What’s more, they write, “Although total costs based on actual prices were greater for higher-price physicians, total costs based on standardized prices—which reflect utilization—were not. This finding suggests that differences in prices paid for services, not differences in use, were responsible for higher total spending.” And, they emphasize, “Higher prices may be justified if they lead to higher quality. However, in our primary analyses that compared physicians within a hospital referral region, we found little evidence that high-price physicians were providing higher-quality care for patients overall, or by category of need, compared to low-price physicians.
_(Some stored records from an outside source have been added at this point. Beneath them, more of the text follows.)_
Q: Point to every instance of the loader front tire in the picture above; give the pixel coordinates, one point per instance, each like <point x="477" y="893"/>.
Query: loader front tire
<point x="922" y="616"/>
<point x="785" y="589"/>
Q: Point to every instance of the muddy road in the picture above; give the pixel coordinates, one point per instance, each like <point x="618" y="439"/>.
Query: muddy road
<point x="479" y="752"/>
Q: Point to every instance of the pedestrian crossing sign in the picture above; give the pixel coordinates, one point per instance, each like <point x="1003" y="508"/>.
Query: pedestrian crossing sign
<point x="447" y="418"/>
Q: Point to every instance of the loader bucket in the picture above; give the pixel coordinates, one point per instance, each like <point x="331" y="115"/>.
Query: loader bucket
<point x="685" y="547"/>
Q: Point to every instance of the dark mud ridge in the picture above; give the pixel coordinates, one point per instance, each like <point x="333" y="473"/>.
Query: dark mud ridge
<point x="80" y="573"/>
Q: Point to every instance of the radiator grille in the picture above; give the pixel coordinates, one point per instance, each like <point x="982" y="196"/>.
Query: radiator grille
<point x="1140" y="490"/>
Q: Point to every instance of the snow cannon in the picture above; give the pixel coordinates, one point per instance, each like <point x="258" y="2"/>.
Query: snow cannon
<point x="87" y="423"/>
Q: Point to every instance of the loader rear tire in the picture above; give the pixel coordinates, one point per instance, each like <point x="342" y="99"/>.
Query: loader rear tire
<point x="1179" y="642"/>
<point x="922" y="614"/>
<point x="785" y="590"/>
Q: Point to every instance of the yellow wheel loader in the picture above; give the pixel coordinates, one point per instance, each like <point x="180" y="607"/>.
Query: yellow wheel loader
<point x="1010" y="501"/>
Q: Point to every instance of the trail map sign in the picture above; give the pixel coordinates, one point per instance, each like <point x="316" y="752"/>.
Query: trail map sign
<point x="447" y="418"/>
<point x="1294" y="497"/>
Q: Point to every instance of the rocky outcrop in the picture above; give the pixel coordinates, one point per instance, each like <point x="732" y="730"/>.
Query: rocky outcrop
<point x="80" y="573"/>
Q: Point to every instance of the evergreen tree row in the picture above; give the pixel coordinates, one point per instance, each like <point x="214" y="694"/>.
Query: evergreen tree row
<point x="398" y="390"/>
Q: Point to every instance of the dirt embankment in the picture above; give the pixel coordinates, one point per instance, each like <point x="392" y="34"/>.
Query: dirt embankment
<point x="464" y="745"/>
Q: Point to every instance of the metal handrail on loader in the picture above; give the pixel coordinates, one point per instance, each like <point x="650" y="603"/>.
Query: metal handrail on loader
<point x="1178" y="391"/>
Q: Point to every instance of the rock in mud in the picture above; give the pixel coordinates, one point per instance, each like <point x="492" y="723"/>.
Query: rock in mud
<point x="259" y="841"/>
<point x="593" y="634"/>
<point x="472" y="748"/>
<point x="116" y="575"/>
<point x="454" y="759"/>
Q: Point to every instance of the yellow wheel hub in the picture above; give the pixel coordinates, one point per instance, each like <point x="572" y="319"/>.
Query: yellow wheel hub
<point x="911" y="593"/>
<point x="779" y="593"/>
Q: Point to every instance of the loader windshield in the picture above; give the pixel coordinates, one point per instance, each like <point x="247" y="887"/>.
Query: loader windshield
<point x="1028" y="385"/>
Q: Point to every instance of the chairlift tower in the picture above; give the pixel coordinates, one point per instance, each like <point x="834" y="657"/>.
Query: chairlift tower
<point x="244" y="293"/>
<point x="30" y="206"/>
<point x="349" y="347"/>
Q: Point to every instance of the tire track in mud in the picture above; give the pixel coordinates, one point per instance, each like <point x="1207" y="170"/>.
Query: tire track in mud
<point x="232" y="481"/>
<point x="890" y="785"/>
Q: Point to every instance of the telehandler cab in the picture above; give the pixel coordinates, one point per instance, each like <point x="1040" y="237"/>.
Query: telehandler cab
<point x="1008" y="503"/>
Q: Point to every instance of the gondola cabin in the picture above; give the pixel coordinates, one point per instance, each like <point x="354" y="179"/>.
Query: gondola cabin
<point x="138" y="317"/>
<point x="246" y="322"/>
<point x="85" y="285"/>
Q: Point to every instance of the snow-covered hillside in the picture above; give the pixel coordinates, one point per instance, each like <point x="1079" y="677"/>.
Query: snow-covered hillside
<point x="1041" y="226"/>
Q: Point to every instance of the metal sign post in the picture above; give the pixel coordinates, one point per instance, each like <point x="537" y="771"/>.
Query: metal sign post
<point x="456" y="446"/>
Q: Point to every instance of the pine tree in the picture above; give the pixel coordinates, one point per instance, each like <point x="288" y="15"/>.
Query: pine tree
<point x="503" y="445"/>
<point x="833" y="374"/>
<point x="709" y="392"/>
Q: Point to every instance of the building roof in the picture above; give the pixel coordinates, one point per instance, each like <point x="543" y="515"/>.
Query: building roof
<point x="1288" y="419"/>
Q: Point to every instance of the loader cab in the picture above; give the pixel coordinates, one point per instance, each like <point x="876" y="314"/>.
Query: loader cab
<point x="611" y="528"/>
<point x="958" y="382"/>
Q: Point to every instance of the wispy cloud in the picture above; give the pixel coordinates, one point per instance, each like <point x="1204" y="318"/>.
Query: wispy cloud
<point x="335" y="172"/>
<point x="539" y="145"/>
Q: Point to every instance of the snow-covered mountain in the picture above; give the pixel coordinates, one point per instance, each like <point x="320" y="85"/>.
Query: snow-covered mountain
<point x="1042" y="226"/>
High-quality care is particularly important for the sickest patients, but we found that high-price physicians cared for a higher percentage of patients who were relatively healthy and did not have significantly lower rates of ambulatory care–sensitive hospitalizations or thirty-day readmissions for the highest-need patients attributed to them. In secondary analyses that compared physicians nationally, we found that patients of the highest-price physicians had lower rates of ambulatory care–sensitive hospitalizations and thirty-day readmissions. However, the amount of confidence that should be placed in these estimates is debatable, since they may reflect differences in practice patterns across hospital referral regions.”
In the end, given that “physician services represent at most 20 percent of national health care expenditures,” “If physician prices were greatly reduced—for example, by 20 percent—national health care expenditures would decline by only 4 percent, and the impact on physician morale would likely be large. Nevertheless, even modest cost reductions are important and could be achieved by reducing variation in physician prices.”